Terry O’NeillCramlington, Northumberland
SIR – In 1904 my grandfather, Charles Albert Higgins, moved to Blackpool. Round the corner lived the Lyonses, whose son William – Billy – co-founded the Swallow Sidecar Company in 1922, which, via a period as SS Cars when Billy bought out his partner, would become Jaguar Cars Ltd in 1945 (Letters, November 21).
My uncle Fred and Billy became close friends because of their common interest in motorbikes and engineering, and used to race their Indian and Harley-Davidsons against each other.
Billy Lyons and his partner William Walmsley went on to build motorcycle sidecars, before progressing to making cars in a factory in Cocker Street, Blackpool, where they put their own Swallow Sidecar bodywork on to Austin 7 car chassis in 1927.
It was around this time that Billy invited my uncle to join him in his new business venture – but unfortunately he declined, because his father had recently died and he was needed to support the family business.
Derek MortonStockport, Cheshire
SIR – As a nine-year-old boy I used to visit the Jaguar works in Coventry.

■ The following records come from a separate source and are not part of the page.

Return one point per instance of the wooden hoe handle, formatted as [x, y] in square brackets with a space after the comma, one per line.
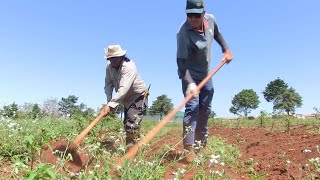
[86, 131]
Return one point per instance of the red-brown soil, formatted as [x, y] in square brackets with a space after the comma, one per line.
[269, 150]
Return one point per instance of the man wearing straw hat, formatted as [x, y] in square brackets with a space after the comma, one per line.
[122, 76]
[194, 41]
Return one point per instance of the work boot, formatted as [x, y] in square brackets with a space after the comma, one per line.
[131, 139]
[190, 154]
[204, 150]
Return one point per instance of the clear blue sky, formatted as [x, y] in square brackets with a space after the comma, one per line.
[53, 49]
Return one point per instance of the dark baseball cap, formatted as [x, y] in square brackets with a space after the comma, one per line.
[195, 6]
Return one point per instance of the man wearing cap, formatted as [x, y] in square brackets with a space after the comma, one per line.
[122, 76]
[194, 41]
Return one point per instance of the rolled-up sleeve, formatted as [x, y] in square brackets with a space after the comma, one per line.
[108, 87]
[182, 54]
[126, 81]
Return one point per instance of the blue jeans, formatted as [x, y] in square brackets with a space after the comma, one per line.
[197, 110]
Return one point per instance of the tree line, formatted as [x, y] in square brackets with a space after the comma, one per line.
[284, 99]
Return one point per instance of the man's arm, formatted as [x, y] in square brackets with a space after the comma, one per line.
[227, 55]
[127, 78]
[108, 87]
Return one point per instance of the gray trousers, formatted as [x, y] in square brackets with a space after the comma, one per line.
[133, 115]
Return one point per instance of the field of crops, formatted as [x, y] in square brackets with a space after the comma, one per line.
[284, 148]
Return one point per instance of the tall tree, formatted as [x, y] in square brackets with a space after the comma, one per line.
[273, 89]
[51, 108]
[244, 102]
[288, 101]
[35, 112]
[161, 105]
[10, 110]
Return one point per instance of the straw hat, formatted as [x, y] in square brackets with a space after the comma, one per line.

I would tag along with my father, Sydney, who was one of the company’s suppliers.
In the reception area was a sleek, black, pre-war car with the registration SS1. The uniformed commissionaire would greet my father with: “Good morning, sir, we’ve polished your car for you.”
I was allowed to sit in it while my father went about his business.
John H StephenLondon NW8
 
SIR – We’ve had a heat pump for a year and would highly recommend one.
Matthew Lynn says they “screech through the night…keeping the whole street awake” (“Ed Miliband’s new heat pump plan could spark civil unrest”, Comment, November 22), but whenever people ask us about the noise, the closest comparison we can find is a fridge – perhaps a little louder in cold weeks like this one.
Mr Lynn is welcome to come round with his noise meter and check.
Andrew IngramMaidenhead, Berkshire
 
SIR – My grandfather bought five Anderson shelters (Letters, November 22) after the war for keeping pigs in fields. They are still being used to house our Large Black pigs. He also bought two Morrison shelters to use as stands to put milk churns on, ready for the collection lorry. One survives as the workbench in our farm workshop.